L'obiettivo che questo lavoro si propone è quello di guardare in faccia la realtà che spesso risulta essere fotografata parzialmente dai media, senza proporre visioni apocalittiche o inverosimili: è necessario invece conoscere bene le aspirazioni delle parti in causa e i sentimenti reciproci dei gruppi contendenti. I sentimenti che dimorano nel cuore di una popolazione hanno un’evoluzione che spesso non è facile da determinare nelle decisioni collettive: il compito di colui che osserva e studia tali sentimenti collettivi, quindi, è quello di rilevarli da un punto di vista interdisciplinare, che è ciò che questo testo si propone. Il mondo esterno ad un conflitto ingenuamente si stupisce di situazioni che si potevano evitare se si fossero studiate le problematiche e le loro evoluzioni anteriormente; nessuno, però, dieci anni prima avrebbe mai immaginato una tragedia come quella che ha colpito i Balcani negli ultimi due decenni: la strada intrapresa dal conflitto arabo-israeliano sembra essere la stessa, se non più pericolosa tenendo conto degli armamenti e del “capitale umano” posseduti da entrambe le parti in causa, non solo dall'esercito israeliano come, invece, sostengono i detrattori d'Israele e delle sue politiche.
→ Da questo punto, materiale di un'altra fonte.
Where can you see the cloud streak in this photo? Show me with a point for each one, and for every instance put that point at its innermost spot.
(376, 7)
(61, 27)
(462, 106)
La tesi su cui questo studio si fonda è che il riconoscimento del diritto di esistere dello Stato ebraico nei confini che creano un Lebensraum (spazio vitale) adeguato per gli ebrei sparsi nel mondo è l'unica via per ottenere una vera pace. Né la religione ebraica, né il Sionismo ultra-nazionalista predicano la scacciata delle popolazioni non ebraiche. L’astio tra i due gruppi etnici si basa sulla reciproca ignoranza relativa ai rispettivi costumi culturali, sulla fobia l’uno dell’altro e su atti di violenza che hanno progressivamente creato misure di separazione. Gli arabi devono capire che anche nella visione più estremista e ultra-ortodossa della Eretz Israel Hashlema (la Terra d'Israele intera), i palestinesi possono risiedere come liberi cittadini dello Stato ebraico, anche se non si accetta la loro indipendenza e sovranità sulla Terra d’Israele. Da qui parte il conflitto della destra religiosa d’Israele che si scontra innanzitutto con il principio di autodeterminazione del popolo palestinese, con la comunità internazionale che si appella all’oggettività del diritto internazionale, e in ultimo con i partiti politici israeliani che da due decenni sostengono la nascita di uno Stato palestinese. A tale visione esclusiva si contrappone quella della grande maggioranza degli israeliani che accettano, condividono e sostengono il principio dei due Stati per due popoli. La stessa maggioranza, però, non accetterà mai che il diritto di autodeterminazione ebraica venga violato e messo a repentaglio, non svenderà mai la propria sicurezza nazionale e individuale: in questo le due correnti di pensiero si riuniscono.
Il popolo che ora si chiama palestinese deve trovare il suo nido di convivenza pacifica con lo Stato d’Israele, sia che questo avvenga al suo interno in qualità di cittadini israeliani, sia che si realizzi in maniera totalmente indipendente e sovrana su una parte di ciò che gli ebrei chiamano Eretz Israel (ארץ ישראל). Per far ciò, però, un grande sforzo di comprensione e un grande mutamento nelle intenzioni è richiesto a quella parte della dirigenza palestinese che predica l'esclusività palestinese sui “diritti di proprietà” della “Palestina storica”, ignorando pertanto la storia del popolo d'Israele, da cui paradossalmente, ma verosimilmente, una gran parte di essi sembra provenire prima di essere costretti a convertirsi all’Islam durante la dominazione araba e ottomana; questo dimostrano le più recenti scoperte scientifiche in ambito genetico2.